Now that you know, what will you do?
A blur of a week passed. I processed nothing—I couldn’t stop thinking about the thermostat and the book. I lay numbly on my bed.
It seemed to be that I was placed in a loop that was doomed to crash and burn.
Faces crossed my mind. My dad and brother. The boys at school. The girl I was going to take to what was Winter Formal. The familiar faces I exchanged smiles with in the halls. The helpful librarian. Every connection I had made, no matter how brief, gathered to create a conglomerate of people within the image of my mind. By the nature of the loop, I had been robbed of the consequences of choice. But everyone else—every other person on this fucking planet—was robbed of choice itself. I was the sole inhabitant who knew we were in a loop; I knew and could remember every single day and recognize the changes. My family, friends, and everyone else was blissfully oblivious. They were destined to die without say.
But I was aware. I knew that our world was heating up.
That was it. I had to do something instead of sit and wait amidst the mass of people who were constricted to a set script of predetermination. How could I continue to exploit the day for my own purpose?
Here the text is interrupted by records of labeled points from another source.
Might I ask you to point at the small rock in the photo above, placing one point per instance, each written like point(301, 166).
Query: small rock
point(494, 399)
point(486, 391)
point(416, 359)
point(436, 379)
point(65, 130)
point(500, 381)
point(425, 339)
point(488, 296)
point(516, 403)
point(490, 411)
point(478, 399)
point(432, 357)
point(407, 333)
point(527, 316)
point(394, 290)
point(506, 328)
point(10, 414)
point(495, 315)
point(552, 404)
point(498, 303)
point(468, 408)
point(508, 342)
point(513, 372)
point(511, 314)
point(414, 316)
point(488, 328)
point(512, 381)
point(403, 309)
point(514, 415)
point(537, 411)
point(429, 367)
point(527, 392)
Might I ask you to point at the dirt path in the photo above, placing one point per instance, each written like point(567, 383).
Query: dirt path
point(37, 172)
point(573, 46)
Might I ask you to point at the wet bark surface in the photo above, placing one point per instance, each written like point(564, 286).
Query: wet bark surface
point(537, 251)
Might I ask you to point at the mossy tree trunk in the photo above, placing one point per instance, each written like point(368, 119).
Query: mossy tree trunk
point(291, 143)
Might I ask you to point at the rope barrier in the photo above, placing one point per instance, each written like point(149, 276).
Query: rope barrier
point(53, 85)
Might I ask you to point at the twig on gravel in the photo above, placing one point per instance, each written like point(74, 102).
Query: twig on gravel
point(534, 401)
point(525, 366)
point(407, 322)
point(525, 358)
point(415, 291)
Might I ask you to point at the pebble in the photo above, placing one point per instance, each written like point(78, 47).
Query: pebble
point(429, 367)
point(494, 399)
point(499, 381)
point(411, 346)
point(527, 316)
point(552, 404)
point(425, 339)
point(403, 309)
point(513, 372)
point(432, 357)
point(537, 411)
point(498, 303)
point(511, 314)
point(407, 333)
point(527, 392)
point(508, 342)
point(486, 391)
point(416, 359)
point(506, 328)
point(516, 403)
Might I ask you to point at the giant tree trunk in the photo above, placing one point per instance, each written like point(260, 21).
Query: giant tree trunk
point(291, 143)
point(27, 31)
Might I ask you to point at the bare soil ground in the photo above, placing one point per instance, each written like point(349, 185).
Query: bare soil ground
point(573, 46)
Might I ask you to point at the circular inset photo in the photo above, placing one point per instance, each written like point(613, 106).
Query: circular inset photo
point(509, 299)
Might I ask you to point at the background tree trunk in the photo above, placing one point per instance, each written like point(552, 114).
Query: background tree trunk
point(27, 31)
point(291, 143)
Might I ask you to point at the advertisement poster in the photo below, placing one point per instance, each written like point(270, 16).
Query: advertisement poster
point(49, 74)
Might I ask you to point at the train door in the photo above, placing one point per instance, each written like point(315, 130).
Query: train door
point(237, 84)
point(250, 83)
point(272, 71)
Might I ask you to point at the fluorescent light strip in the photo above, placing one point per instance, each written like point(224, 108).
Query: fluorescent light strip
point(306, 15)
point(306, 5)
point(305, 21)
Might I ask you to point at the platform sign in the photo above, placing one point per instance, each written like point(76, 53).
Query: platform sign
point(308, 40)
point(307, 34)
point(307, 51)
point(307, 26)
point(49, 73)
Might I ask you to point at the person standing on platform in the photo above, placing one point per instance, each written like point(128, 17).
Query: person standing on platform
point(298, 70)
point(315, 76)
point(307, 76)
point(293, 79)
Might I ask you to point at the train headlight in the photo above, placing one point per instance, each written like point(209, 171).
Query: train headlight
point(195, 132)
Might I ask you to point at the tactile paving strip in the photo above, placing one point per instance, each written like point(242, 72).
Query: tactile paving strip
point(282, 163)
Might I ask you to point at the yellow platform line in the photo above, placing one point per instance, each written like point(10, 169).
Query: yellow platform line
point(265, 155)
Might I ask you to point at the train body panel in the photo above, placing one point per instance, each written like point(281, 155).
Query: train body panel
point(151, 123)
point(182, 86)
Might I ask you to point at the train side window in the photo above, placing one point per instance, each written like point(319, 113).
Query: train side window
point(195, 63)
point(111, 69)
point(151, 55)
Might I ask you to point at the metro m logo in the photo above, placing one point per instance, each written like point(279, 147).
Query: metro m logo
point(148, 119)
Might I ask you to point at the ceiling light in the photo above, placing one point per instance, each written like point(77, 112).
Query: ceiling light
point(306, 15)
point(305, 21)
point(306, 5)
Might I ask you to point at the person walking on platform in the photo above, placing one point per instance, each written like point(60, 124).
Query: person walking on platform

I didn’t know yet what I should do, but I was the only one that could do anything at all, right?
At that exact moment, a small beeping began to sound. It was 4:37 AM. Hesitantly, I tiptoed out of my room and headed downstairs as I pinpointed the noise to come from the door to the basement. My slick hand gripped the railing as I walked down the creaking stairs. It was all dark. When I gave a slow glance around, I saw a blinking red light on the far wall and walked over. It was on a large handle switch where on the top, it said ‘On’ and on the bottom, it said ‘Off”. Without a second thought, I grabbed the thick bar and pulled it down to ‘Off’ with a grunt. Immediately, the light and beeping stopped and I was thrown into complete darkness.
I woke to the full blast of “New Day” by Alicia Keys in my bed. I blinked my eyes open, confused by the unfamiliar sound and shivering from my thin covering. I shifted my body to check my clock- it was 8 o’clock on the dot.
“Asa, you’re going to miss the bus! Hurry up and grab these waffles for breakfast!”
At that, I immediately sprang out of bed and ran up to my calendar. There was a large X on January 27th.
When I unveiled the curtain to my window, I could see the reflection of the tears running down my face with a white backdrop. It was snowing outside- and not just any type of snow. This was the thick, wet clump type that made the outside world look as if we were stuck in picturesque slow motion on a cozy Christmas Day.